U.S. Urges Public to Carry Opioid Overdose Drug in Rare StepBy
Surgeon General wants Americans to keep naloxone on hand
First national advisory since 2005 amid opioid crisis
The U.S. surgeon general urged Americans to keep the opioid overdose antidote naloxone on hand and get trained to administer it, making the first nationwide advisory in 13 years amid the epidemic.
“It is time to make sure more people have access to this lifesaving medication, because 77 percent of opioid overdose deaths occur outside of a medical setting and more than half occur at home,” U.S. Surgeon General Jerome M. Adams said in a statement Thursday.
The national advisory -- the first since the government urged pregnant women to abstain from alcohol in 2005 -- follows actions at the local and state levels to give wider access to naloxone, a treatment often sold under the brand name Narcan, a nasal spray. At least 45 states and the District of Columbia now allow naloxone to be obtained without a prescription.
Addiction to opioid drugs including legal painkillers and illegal drugs like heroin, resulted in more than 42,000 overdose deaths in 2016, according to the Centers for Disease Control and Prevention.
The national advisory may give a boost to makers and distributors of naloxone, which is also sold as a handheld auto-injector under the brand name Evzio.
Adapt Pharma Inc., the closely held distributor of the Narcan spray, welcomed the advisory in a statement, saying it’s “committed to expanding affordable access” of its product. Shares of Opiant Pharmaceuticals Inc., a publicly traded company from whom Adapt licenses its sprays, gained 5.5 percent Thursday to close at $19.93.

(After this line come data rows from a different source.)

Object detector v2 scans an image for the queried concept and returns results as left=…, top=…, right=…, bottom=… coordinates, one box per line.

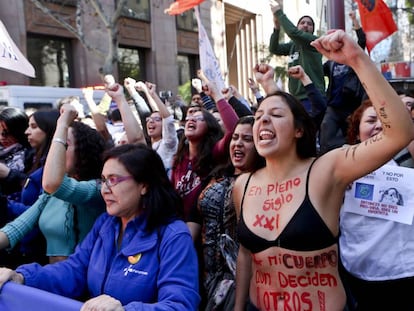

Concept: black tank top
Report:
left=237, top=160, right=338, bottom=253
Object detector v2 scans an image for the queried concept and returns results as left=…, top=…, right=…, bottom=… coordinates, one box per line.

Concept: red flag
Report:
left=355, top=0, right=397, bottom=52
left=164, top=0, right=205, bottom=15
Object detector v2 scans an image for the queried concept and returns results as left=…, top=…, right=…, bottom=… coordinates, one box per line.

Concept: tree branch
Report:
left=29, top=0, right=105, bottom=58
left=75, top=0, right=83, bottom=42
left=88, top=0, right=110, bottom=28
left=112, top=0, right=128, bottom=24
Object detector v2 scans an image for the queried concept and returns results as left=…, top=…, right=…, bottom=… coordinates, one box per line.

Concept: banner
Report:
left=0, top=282, right=82, bottom=311
left=343, top=164, right=414, bottom=225
left=194, top=7, right=226, bottom=92
left=355, top=0, right=397, bottom=53
left=0, top=20, right=35, bottom=77
left=165, top=0, right=205, bottom=15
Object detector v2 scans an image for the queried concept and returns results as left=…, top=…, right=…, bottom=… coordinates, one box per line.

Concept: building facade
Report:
left=2, top=1, right=351, bottom=101
left=0, top=0, right=274, bottom=101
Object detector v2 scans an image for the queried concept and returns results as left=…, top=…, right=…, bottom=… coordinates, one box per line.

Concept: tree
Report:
left=29, top=0, right=130, bottom=75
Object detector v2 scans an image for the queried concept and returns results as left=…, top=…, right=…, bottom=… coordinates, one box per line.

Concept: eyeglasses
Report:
left=187, top=107, right=201, bottom=115
left=146, top=116, right=162, bottom=123
left=99, top=175, right=133, bottom=189
left=185, top=115, right=205, bottom=122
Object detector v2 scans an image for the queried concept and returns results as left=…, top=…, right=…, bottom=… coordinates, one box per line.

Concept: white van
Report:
left=0, top=85, right=106, bottom=114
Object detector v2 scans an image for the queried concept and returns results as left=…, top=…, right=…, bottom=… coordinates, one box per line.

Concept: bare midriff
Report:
left=249, top=244, right=346, bottom=311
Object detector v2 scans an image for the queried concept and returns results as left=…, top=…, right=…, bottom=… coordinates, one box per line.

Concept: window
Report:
left=27, top=35, right=73, bottom=87
left=177, top=54, right=199, bottom=85
left=118, top=46, right=146, bottom=82
left=122, top=0, right=150, bottom=21
left=176, top=10, right=198, bottom=31
left=24, top=103, right=54, bottom=111
left=177, top=55, right=190, bottom=86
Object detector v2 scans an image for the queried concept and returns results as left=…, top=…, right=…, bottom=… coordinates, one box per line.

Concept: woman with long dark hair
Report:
left=0, top=109, right=60, bottom=267
left=0, top=104, right=106, bottom=264
left=199, top=116, right=265, bottom=310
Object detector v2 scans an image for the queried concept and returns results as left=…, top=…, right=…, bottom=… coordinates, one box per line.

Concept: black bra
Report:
left=237, top=160, right=338, bottom=253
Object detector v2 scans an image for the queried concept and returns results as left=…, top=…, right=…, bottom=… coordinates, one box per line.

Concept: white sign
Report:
left=194, top=8, right=225, bottom=91
left=343, top=164, right=414, bottom=225
left=0, top=20, right=35, bottom=77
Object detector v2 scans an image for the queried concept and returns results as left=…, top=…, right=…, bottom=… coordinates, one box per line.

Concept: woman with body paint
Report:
left=233, top=30, right=414, bottom=311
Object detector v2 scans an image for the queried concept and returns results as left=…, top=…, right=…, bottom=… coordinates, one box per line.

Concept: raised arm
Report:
left=248, top=77, right=264, bottom=106
left=137, top=81, right=171, bottom=119
left=106, top=84, right=146, bottom=145
left=288, top=65, right=327, bottom=123
left=350, top=10, right=366, bottom=49
left=124, top=77, right=151, bottom=116
left=312, top=30, right=414, bottom=183
left=195, top=70, right=217, bottom=111
left=203, top=81, right=239, bottom=157
left=42, top=104, right=77, bottom=194
left=139, top=81, right=178, bottom=152
left=222, top=86, right=252, bottom=117
left=204, top=81, right=238, bottom=134
left=268, top=1, right=292, bottom=55
left=269, top=0, right=317, bottom=46
left=82, top=88, right=111, bottom=143
left=253, top=63, right=281, bottom=95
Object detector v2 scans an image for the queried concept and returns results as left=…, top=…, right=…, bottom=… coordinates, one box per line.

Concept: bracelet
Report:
left=53, top=138, right=68, bottom=150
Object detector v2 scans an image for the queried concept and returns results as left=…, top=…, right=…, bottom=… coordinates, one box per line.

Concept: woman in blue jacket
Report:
left=0, top=144, right=200, bottom=311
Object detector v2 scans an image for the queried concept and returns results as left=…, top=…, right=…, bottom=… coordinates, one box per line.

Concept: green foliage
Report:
left=255, top=43, right=273, bottom=63
left=178, top=80, right=192, bottom=105
left=406, top=0, right=414, bottom=24
left=118, top=63, right=140, bottom=81
left=274, top=66, right=287, bottom=80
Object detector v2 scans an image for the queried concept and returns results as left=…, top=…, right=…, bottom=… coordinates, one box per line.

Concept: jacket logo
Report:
left=128, top=253, right=141, bottom=264
left=288, top=52, right=299, bottom=64
left=123, top=264, right=149, bottom=276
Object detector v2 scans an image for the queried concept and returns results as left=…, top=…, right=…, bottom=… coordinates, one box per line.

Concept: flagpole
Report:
left=327, top=0, right=345, bottom=30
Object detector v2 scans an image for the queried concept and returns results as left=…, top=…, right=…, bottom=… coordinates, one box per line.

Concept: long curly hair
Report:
left=70, top=121, right=106, bottom=180
left=65, top=121, right=106, bottom=245
left=173, top=108, right=224, bottom=177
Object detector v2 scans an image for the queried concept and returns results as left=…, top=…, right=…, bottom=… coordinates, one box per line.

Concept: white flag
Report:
left=194, top=8, right=225, bottom=91
left=0, top=20, right=35, bottom=77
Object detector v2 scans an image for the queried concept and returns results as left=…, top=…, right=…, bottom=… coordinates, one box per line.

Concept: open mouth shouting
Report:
left=258, top=129, right=275, bottom=145
left=232, top=149, right=245, bottom=163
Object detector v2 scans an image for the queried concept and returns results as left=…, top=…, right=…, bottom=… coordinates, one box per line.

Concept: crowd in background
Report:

Pharmacy giant Walgreens Boots Alliance Inc., which stocks Narcan in its more than 8,000 locations nationwide, also supported the advisory.

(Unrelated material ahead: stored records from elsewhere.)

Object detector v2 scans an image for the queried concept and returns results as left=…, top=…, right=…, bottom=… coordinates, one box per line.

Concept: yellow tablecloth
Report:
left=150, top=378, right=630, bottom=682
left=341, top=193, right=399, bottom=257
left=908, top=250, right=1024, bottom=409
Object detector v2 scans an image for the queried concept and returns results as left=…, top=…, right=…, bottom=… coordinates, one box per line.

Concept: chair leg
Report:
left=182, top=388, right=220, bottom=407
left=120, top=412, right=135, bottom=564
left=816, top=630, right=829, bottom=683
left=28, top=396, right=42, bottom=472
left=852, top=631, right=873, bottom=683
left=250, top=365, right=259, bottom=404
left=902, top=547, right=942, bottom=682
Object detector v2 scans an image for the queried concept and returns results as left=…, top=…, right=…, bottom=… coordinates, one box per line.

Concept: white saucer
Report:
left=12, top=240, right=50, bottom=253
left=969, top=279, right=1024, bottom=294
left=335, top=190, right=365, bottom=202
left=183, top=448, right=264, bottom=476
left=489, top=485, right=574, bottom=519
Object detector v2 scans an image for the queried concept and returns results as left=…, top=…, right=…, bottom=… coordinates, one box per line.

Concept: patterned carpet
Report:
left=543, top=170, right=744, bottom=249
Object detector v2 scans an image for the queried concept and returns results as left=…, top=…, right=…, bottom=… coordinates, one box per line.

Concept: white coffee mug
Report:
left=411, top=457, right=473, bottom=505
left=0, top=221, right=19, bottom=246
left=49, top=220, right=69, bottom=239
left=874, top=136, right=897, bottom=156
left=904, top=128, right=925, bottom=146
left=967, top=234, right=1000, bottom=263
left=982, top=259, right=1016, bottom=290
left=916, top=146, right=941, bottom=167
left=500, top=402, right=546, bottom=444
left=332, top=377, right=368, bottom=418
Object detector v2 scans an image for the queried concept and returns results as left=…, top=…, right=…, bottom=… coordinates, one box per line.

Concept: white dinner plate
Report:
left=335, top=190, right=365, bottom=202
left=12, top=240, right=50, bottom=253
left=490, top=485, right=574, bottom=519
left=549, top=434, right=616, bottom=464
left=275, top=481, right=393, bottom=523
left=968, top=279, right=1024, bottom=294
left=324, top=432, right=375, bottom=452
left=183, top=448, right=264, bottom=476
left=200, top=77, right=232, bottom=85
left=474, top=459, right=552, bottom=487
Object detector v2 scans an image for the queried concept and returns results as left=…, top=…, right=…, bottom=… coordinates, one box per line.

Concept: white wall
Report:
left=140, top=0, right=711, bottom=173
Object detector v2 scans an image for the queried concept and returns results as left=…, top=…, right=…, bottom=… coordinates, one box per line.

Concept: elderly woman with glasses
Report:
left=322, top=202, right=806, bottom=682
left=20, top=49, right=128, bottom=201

“We are committed to making naloxone easier to obtain and have taken a number of steps to help curb the rise in overdose deaths," Richard Ashworth, president of operations at Walgreens, said in a statement.

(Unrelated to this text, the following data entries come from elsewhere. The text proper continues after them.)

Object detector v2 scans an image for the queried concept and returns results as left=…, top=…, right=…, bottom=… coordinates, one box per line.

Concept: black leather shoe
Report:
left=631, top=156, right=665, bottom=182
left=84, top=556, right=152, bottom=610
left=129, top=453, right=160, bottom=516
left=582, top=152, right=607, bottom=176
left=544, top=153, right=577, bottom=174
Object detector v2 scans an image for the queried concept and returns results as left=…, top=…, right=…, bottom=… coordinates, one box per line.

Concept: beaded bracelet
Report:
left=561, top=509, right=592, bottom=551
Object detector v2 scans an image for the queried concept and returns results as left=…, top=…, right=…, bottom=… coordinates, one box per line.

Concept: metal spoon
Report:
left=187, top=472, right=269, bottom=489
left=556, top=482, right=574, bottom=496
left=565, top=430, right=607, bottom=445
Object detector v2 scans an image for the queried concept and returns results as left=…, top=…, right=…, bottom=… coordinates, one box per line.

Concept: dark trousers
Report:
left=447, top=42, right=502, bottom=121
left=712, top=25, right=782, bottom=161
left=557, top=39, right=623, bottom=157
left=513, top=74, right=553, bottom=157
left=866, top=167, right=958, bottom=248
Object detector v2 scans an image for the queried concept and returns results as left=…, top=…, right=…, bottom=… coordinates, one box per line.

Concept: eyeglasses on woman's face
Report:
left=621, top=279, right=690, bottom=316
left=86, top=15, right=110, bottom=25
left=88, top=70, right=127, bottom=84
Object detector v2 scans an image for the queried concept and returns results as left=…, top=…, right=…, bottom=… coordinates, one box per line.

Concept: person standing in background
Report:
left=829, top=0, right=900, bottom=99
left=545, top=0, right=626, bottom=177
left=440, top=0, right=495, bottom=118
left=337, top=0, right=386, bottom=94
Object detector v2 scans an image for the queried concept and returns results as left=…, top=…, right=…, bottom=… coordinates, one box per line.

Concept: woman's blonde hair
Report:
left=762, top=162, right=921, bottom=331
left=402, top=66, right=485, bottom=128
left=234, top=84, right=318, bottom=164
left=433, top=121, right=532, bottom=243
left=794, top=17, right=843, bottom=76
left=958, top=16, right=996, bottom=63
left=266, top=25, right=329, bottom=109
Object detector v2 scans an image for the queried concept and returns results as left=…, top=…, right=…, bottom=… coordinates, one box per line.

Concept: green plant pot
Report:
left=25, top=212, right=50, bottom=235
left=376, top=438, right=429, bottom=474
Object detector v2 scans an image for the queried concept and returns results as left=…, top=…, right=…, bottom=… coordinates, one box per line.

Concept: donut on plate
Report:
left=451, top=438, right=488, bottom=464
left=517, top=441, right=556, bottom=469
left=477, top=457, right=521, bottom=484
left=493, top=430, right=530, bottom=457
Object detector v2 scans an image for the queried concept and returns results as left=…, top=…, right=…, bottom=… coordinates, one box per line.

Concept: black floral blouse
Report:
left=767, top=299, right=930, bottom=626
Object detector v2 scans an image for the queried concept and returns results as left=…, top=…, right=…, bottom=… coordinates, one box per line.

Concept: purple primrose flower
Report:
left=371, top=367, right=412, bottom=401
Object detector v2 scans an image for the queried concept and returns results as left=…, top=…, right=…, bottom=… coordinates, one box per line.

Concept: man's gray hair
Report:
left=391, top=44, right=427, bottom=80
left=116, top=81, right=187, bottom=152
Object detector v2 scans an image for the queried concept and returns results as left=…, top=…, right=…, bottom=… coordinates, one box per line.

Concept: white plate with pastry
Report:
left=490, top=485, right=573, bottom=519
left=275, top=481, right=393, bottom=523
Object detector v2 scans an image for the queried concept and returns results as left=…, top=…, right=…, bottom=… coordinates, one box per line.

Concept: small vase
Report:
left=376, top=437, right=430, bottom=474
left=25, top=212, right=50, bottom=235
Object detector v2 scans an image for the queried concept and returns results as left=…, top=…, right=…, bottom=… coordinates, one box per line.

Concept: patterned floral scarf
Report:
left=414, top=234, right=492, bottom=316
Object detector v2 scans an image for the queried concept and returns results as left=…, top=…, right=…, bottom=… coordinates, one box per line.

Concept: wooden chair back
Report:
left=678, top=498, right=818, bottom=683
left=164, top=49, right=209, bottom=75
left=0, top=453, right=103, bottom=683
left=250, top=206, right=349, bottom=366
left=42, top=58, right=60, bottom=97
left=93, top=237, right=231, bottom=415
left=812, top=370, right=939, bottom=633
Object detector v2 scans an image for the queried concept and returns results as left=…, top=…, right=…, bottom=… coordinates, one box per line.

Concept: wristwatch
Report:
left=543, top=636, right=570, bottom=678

Kaleo Inc., the privately held maker of the Evzio injector, said it started making the treatment available without a prescription for people who have insurance. The pilot program, available in six states, will be expanded to more, the Richmond-based company said.
Kaleo, which drew attention last year for raising the price of the injector, has taken initiatives to make it more affordable. The company will offer a two-pack of auto-injectors for $360 to federal, state and tribal agencies that purchase the drug directly from Kaleo, company spokesperson Sam Schwartz said. The list price for Evzio is $4,100, but “no patient pays the list price” after accounting for patient assistance programs and insurance coverage, Schwartz said.
The list price for a two-dose package of Narcan is $125, said Thomas Duddy, a spokesman for Adapt Pharma. The company offers a discounts for government, nonprofit organizations, schools and community centers, he said.
Some researchers have said that making naloxone more widely available, while saving lives, could also unintentionally lead to an increase in opioid use as abusers who survived an overdose take more risks. In a study published in March, researchers at the University of Wisconsin-Madison and University of Virginia found that broader access to Narcan led to more opioid-related emergency room visits and theft, and did not not appear to reduce opioid deaths.